COPAGRI: “1.900 giovani sardi esclusi dalle graduatorie dei bandi in agricoltura”

La vicenda sembrerebbe inverosimile, ma così non è, e il tutto si sta giocando sulla pelle dei giovani residenti in Sardegna sotto i 41 anni di età. Al dramma di non vedersi accolta la domanda per insufficiente disponibilità finanziaria (che prevede un contributo a fondo perduto di 35.000 euro per il giovane che s’insedia in azienda per la prima volta), con l’obbligo di aprire la partita IVA per poter presentare la domanda stessa, ora arriva anche la beffa.

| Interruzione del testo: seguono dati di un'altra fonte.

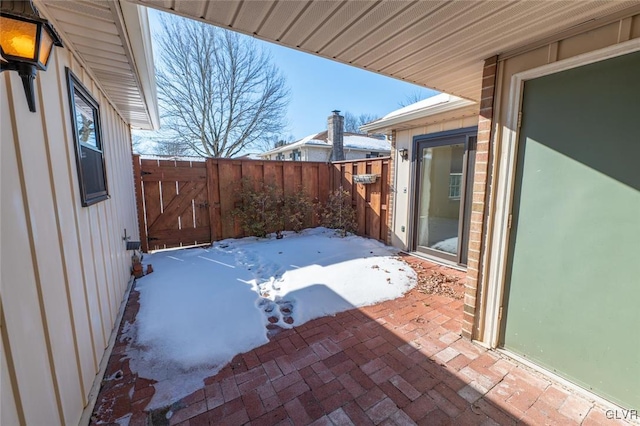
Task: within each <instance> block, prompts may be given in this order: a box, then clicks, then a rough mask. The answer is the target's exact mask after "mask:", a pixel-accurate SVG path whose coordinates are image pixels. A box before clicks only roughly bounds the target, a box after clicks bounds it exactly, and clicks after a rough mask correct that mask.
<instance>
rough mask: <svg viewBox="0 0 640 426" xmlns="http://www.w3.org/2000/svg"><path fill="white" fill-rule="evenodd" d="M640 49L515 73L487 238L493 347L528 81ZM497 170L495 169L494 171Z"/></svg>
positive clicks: (501, 314) (570, 60)
mask: <svg viewBox="0 0 640 426" xmlns="http://www.w3.org/2000/svg"><path fill="white" fill-rule="evenodd" d="M637 51H640V39H634V40H629V41H626V42H623V43H619V44H616V45H613V46H610V47H606V48H604V49H599V50H595V51H593V52H588V53H584V54H582V55H578V56H574V57H572V58H568V59H565V60H562V61H558V62H553V63H550V64H547V65H543V66H541V67H538V68H533V69H530V70H527V71H523V72H520V73H517V74H514V75H513V76H512V77H511V85H510V88H509V100H508V105H507V108H508V109H507V114H508V115H507V122H506V123H505V124H504V125H503V131H502V138H501V141H500V142H501V149H500V150H499V154H498V157H497V158H496V161H497V162H496V166H497V167H496V171H497V173H498V179H497V184H496V188H495V191H496V192H495V210H494V211H495V215H494V217H493V232H492V234H491V235H489V239H488V241H487V245H488V248H490V252H489V253H490V258H489V259H488V271H487V272H488V273H487V277H486V278H487V287H486V288H487V293H486V294H487V308H486V311H485V313H484V316H485V327H484V331H483V335H482V336H481V339H482V342H483V343H484V344H486V345H488V346H489V347H491V348H496V347H497V346H498V342H499V339H500V325H501V321H502V305H503V295H504V290H505V287H506V269H507V255H508V250H509V230H510V225H511V220H510V216H511V210H512V203H513V192H514V187H515V168H516V162H517V153H518V138H519V128H518V124H519V121H520V120H521V116H520V111H521V106H522V94H523V89H524V82H525V81H527V80H531V79H534V78H538V77H543V76H546V75H550V74H555V73H558V72H561V71H565V70H568V69H571V68H577V67H580V66H583V65H588V64H591V63H594V62H600V61H604V60H606V59H611V58H614V57H617V56H622V55H625V54H628V53H633V52H637ZM496 171H494V173H495V172H496Z"/></svg>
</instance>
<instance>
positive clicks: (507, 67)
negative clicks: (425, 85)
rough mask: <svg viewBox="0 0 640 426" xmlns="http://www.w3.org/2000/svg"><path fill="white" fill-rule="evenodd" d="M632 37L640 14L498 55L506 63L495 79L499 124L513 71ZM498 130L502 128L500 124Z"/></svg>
mask: <svg viewBox="0 0 640 426" xmlns="http://www.w3.org/2000/svg"><path fill="white" fill-rule="evenodd" d="M633 38H640V15H635V16H632V17H628V18H625V19H621V20H619V21H615V22H612V23H610V24H608V25H605V26H603V27H600V28H596V29H594V30H591V31H587V32H584V33H582V34H578V35H575V36H573V37H569V38H566V39H564V40H560V41H558V42H555V43H550V44H548V45H546V46H543V47H540V48H538V49H535V50H532V51H529V52H527V53H523V54H521V55H518V56H515V57H511V58H507V59H505V60H500V58H499V61H500V62H502V64H503V68H502V71H501V72H499V73H498V77H497V81H496V87H497V89H498V93H499V94H500V99H499V104H498V107H497V108H498V111H497V113H498V121H499V123H506V122H507V115H508V108H507V105H508V99H509V89H510V84H511V77H512V76H513V75H514V74H516V73H519V72H522V71H527V70H530V69H534V68H538V67H541V66H543V65H546V64H549V63H552V62H557V61H561V60H564V59H568V58H572V57H575V56H577V55H580V54H583V53H588V52H593V51H595V50H598V49H602V48H605V47H609V46H613V45H616V44H618V43H622V42H625V41H628V40H630V39H633ZM498 130H501V129H500V126H499V127H498ZM500 138H501V132H500V131H498V132H497V133H496V135H495V137H494V140H495V141H499V140H500Z"/></svg>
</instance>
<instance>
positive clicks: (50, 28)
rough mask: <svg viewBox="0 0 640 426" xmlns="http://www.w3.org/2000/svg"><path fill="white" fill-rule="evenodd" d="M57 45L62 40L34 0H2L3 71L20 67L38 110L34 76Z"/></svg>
mask: <svg viewBox="0 0 640 426" xmlns="http://www.w3.org/2000/svg"><path fill="white" fill-rule="evenodd" d="M53 46H62V42H61V41H60V38H59V37H58V34H56V32H55V30H54V29H53V27H52V26H51V24H49V21H47V20H46V19H43V18H41V17H40V14H39V13H38V10H37V9H36V8H35V7H34V6H33V3H32V0H0V48H1V50H0V54H2V61H1V62H0V71H18V75H19V76H20V78H21V79H22V86H23V87H24V92H25V95H26V96H27V103H28V104H29V111H31V112H36V99H35V93H34V90H33V80H34V79H35V78H36V73H37V71H38V70H41V71H44V70H46V69H47V63H48V62H49V57H50V56H51V51H52V50H53Z"/></svg>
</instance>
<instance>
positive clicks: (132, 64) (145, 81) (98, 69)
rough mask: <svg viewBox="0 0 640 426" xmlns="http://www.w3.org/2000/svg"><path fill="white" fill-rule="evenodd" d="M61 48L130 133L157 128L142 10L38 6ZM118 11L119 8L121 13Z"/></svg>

Questi 1.900 giovani, esclusi dal finanziamento per la domanda PSR, non potranno più presentare nuove domande per la misura: infatti, risultano scaduti i 18 mesi dall’apertura della posizione, tempo che il bando prevedeva per poter ripresentare la domanda in un nuovo bando; inoltre, non potranno essere assunti da enti pubblici o aziende private (vedi il bando “Lavoras” destinato a disoccupati, bandito dalla stessa Regione) perché risultano “occupati”, essendo titolari di partita IVA – afferma Paolo Ninniri, presidente di COPAGRI Nord Sardegna. – Ma il danno e la beffa per questi giovani non terminano qui: infatti, se la Regione non decide una clausola di sanatoria, questi giovani non potranno partecipare a un futuro bando di primo insediamento previsto in questo o nel prossimo PSR 2021/2027, perché sempre titolari di partita IVA e fuori dai 18 mesi dall’apertura della posizione. – Una situazione – conclude Paolo Ninniri – che va sanata immediatamente da parte della Regione Sardegna, approvando una norma che dia la possibilità a questi 1.900 giovani sardi, di età sotto i 41 anni, di poter accedere alle assunzioni anche a tempo determinato nella pubblica amministrazione e che, per il prossimo bando “insediamento giovani” del PSR, possano ripresentare la domanda. Si sanerebbe, cosi, una colossale ingiustizia – afferma Paolo Ninniri.